1890. Après une épuisante campagne militaire, le royaume de Coronado a conquis l'essentiel de la péninsule de la Lune d'Or. Seul l'Empire du Léopard, perdu dans les montagnes, lui résiste encore. Dans l'attente des renforts promis par sa hiérarchie, le colonel Cérès Orkatz - surnommée la Salamandre - peine à assurer l'ordre sur place, la faute à un vice-roi bien intentionné mais trop faible. Dans ce monde de jungle et de brume, les colons venus faire fortune s'épuisent et meurent à petit feu, même si certains au sein du régiment espèrent toujours découvrir la mythique cité de Tichgu, qui abriterait selon les légendes locales la Fontaine de Jouvence...
Un grand merci à Cathy et aux éditions Critic pour ce partenariat.
Pourquoi ce livre ? Ce n'est pas le premier Chastellière dans lequel je me lance. Ayant lu son tout premier ouvrage avec Le Village, une aventure fantasy en huis-clos, je me souviens d'une histoire entraînante, presque angoissante, le tout servi par une plume fluide. Curieuse de voir ce que cela donnait sur un plus gros volume, Cathy m'a gentiment confié cet ouvrage pour que j'en fasse mon avis. Un grand merci à elle pour cette perle !
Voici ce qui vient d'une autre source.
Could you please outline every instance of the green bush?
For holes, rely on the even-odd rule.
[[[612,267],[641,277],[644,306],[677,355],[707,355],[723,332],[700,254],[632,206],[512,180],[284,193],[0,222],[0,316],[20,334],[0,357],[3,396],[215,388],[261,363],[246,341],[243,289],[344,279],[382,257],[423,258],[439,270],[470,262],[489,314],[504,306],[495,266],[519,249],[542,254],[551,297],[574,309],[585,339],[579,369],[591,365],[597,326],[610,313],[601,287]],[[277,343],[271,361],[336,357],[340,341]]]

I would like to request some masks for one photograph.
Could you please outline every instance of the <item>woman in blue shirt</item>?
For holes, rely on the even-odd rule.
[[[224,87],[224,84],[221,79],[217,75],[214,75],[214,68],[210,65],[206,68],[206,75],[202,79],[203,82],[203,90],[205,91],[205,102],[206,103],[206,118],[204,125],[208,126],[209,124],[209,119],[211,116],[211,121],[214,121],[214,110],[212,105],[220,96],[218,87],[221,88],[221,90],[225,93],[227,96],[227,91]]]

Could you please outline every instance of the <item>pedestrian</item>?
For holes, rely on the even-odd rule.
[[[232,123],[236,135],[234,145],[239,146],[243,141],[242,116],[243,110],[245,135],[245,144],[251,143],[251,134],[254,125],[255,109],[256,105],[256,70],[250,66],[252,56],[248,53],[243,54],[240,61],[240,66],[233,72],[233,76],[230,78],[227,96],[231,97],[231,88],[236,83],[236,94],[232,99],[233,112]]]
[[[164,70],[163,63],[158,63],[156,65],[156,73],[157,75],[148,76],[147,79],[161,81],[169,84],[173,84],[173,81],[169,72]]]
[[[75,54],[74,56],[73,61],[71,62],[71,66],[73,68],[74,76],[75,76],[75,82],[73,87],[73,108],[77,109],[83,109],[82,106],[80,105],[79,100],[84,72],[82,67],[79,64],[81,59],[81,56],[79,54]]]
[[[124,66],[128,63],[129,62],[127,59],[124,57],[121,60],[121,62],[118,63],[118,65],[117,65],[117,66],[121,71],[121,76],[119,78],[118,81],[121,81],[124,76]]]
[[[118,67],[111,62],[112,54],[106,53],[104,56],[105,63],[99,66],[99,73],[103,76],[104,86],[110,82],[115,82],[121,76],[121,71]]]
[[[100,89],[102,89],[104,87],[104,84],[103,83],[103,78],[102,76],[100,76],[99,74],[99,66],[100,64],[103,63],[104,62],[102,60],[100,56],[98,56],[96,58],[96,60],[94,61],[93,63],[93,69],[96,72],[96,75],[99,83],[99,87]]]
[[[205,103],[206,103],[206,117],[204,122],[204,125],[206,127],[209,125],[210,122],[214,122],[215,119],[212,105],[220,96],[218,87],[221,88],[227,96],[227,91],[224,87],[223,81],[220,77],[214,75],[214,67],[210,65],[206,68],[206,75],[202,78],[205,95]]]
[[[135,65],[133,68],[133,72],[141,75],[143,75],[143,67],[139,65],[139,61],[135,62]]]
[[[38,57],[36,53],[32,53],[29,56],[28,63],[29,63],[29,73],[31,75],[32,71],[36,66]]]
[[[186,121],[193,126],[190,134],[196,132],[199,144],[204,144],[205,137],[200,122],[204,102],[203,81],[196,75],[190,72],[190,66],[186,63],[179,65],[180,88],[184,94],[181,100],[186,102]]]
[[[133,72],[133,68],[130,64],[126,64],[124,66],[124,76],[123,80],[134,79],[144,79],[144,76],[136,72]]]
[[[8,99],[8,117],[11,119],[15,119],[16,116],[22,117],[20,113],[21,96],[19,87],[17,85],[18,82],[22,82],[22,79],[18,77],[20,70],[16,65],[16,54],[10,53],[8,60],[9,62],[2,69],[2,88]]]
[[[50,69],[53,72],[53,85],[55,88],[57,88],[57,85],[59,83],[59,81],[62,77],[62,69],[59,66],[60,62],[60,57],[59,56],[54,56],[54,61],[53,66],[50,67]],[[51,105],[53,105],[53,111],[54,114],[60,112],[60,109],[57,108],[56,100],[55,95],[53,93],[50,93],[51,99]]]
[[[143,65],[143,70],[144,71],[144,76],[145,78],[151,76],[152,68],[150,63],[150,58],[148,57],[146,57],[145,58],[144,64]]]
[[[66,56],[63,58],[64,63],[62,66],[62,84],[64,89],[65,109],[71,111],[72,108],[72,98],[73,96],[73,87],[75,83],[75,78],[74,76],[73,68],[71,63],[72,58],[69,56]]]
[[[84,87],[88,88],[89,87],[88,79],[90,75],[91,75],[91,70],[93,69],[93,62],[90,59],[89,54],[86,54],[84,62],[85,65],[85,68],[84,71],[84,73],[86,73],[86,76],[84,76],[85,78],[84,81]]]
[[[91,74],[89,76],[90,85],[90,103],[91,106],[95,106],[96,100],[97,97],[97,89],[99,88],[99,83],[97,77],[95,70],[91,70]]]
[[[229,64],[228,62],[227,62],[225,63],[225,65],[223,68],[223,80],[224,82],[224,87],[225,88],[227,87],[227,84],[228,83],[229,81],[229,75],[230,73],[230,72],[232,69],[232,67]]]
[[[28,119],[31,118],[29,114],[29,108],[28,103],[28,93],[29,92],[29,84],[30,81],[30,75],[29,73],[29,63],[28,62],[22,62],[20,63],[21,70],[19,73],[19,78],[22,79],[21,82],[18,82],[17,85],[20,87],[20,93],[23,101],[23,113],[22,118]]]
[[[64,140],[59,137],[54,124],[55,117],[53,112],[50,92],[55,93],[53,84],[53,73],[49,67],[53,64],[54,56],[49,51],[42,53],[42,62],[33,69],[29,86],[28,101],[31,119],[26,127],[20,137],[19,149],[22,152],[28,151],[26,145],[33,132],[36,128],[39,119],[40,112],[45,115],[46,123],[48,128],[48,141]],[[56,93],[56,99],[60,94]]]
On dit qu'une perle naît d'une impureté. Je serai vache de dire que c'est le cas ici, mais ce ne fut pas une immersion aisée. Avant de passer à l'action, l'auteur a décidé de développer son univers, les paysages comme la politique et ses personnages, leur personnalité comme leur background. De fait, les premières pages nous plongent dans un monde sombre, avec énormément d'informations et de noms à assimiler. Et Emmanuel Chastellière a pris son temps pour étayer l'ensemble dans une cohérence parfaite. Encore que, si l'univers semblait alléchant, desservi par une plume magistrale, le manque d'action fut un frein considérable à mon plaisir : c'est gentil de prendre le temps de poser les bases, mais faut également un élément pour décrocher l'intérêt. Finalement, outre par la plume qui m'a envoûtée dès les premières lignes, c’est la curiosité qui m'a poussée à tenir les trois cents pages.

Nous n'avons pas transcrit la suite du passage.